“Y para llamar a Europa, ¿qué número hay que marcar?”, se preguntó un día Henri Kissinger. Un número de teléfono estaría bien, pero tendría que haber alguien al otro lado de la línea para responder. Cuando estalló la guerra entre Georgia y Rusia, hace exactamente un año, los diplomáticos y responsables políticos ya habían desertado Bruselas. Fue necesario que el gusto de Nicolas Sarkozy por la acción personal se interpusiera para que Europa interviniese en un conflicto que se desarrollaba a sus puertas. En 2007, fue el desencadenamiento de la crisis de las subprimes el que sorprendió a la maquinaria europea en pleno descanso estival.

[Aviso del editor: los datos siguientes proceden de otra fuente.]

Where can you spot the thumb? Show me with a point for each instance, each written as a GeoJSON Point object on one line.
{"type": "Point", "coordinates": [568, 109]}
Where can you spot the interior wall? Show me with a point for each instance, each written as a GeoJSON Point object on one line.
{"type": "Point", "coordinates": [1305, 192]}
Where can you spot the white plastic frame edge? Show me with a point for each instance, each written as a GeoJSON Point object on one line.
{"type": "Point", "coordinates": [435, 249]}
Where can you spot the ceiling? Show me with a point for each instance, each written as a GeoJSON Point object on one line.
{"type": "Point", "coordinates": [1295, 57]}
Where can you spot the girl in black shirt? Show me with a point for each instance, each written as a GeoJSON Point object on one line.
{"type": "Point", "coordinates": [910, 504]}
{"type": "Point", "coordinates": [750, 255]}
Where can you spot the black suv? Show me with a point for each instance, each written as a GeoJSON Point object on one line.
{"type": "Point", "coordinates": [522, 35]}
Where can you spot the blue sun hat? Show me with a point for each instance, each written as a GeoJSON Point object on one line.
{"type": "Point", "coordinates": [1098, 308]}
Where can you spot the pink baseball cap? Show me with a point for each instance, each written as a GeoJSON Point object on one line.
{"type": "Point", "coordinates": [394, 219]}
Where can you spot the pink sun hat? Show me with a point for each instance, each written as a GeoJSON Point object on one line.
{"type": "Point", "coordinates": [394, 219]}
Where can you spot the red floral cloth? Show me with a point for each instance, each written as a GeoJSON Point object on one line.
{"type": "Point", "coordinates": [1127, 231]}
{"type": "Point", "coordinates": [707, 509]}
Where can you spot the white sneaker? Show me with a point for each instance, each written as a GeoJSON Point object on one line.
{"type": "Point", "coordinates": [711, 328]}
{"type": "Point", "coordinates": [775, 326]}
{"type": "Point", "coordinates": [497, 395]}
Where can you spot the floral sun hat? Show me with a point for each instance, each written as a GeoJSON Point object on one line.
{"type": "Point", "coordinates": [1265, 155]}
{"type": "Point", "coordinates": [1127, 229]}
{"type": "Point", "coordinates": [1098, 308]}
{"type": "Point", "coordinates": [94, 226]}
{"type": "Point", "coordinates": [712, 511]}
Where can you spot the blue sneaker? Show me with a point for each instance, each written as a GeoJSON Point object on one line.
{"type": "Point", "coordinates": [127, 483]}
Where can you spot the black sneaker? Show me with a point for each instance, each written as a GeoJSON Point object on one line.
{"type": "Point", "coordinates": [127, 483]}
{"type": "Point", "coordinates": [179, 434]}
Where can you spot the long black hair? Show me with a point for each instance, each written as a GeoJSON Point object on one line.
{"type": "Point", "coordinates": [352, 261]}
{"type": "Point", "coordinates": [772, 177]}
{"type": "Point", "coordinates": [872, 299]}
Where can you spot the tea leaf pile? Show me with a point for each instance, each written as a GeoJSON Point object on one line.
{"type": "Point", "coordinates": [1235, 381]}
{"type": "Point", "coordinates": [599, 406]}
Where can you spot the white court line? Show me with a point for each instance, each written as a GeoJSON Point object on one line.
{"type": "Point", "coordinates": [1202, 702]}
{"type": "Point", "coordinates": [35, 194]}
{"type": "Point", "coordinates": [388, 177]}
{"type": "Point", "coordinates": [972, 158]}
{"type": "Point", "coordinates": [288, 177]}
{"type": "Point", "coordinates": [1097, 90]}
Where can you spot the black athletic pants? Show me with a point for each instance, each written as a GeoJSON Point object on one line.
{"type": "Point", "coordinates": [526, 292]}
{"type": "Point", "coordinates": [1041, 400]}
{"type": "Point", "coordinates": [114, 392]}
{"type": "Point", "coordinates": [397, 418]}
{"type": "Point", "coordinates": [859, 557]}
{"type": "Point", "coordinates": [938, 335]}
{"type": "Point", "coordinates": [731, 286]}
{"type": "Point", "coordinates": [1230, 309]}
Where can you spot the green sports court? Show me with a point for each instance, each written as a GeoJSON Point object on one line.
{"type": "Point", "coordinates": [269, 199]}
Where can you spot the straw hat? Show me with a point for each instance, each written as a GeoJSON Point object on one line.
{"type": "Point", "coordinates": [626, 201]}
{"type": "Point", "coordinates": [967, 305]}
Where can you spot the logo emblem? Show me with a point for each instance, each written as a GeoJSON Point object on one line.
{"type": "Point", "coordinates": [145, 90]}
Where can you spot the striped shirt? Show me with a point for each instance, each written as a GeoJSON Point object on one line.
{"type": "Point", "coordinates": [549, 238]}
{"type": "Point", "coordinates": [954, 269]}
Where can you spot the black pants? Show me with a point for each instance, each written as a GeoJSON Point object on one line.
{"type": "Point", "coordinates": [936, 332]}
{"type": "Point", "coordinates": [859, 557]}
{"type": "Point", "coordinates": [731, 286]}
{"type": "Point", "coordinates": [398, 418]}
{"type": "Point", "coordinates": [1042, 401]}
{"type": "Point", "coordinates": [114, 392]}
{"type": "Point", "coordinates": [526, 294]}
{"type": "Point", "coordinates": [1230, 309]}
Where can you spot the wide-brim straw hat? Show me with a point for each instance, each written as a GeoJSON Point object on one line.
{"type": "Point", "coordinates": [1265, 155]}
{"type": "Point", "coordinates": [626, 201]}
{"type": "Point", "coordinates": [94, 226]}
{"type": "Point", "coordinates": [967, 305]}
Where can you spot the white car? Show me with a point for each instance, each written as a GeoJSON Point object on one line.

Este año, las vacaciones del poder se prevén aún más largas. Hasta que el Parlamento europeo no se pronuncie sobre la candidatura de José Manuel Barroso para revalidar su mandato, la Comisión no contará con una verdadera dirección, cada uno tratando de adivinar su propio futuro; hasta que Irlanda no vote el tratado de Lisboa (el segundo referéndum está previsto para el 2 de octubre), ni el presidente del Consejo europeo ni el “ministro” europeo de Asuntos Exteriores previstos por el tratado podrán ser designados; y hasta que los alemanes no hayan escogido el color de su futuro gobierno, el 27 de septiembre, los Estados no tomarán ninguna decisión importante.
Como se demostró en los meses de agosto de 2007 y 2008, la marcha del mundo no se detiene durante el descanso de sus dirigentes. Europa todavía no tiene una línea directa. Sin embargo, ya tiene muchas llamadas en espera.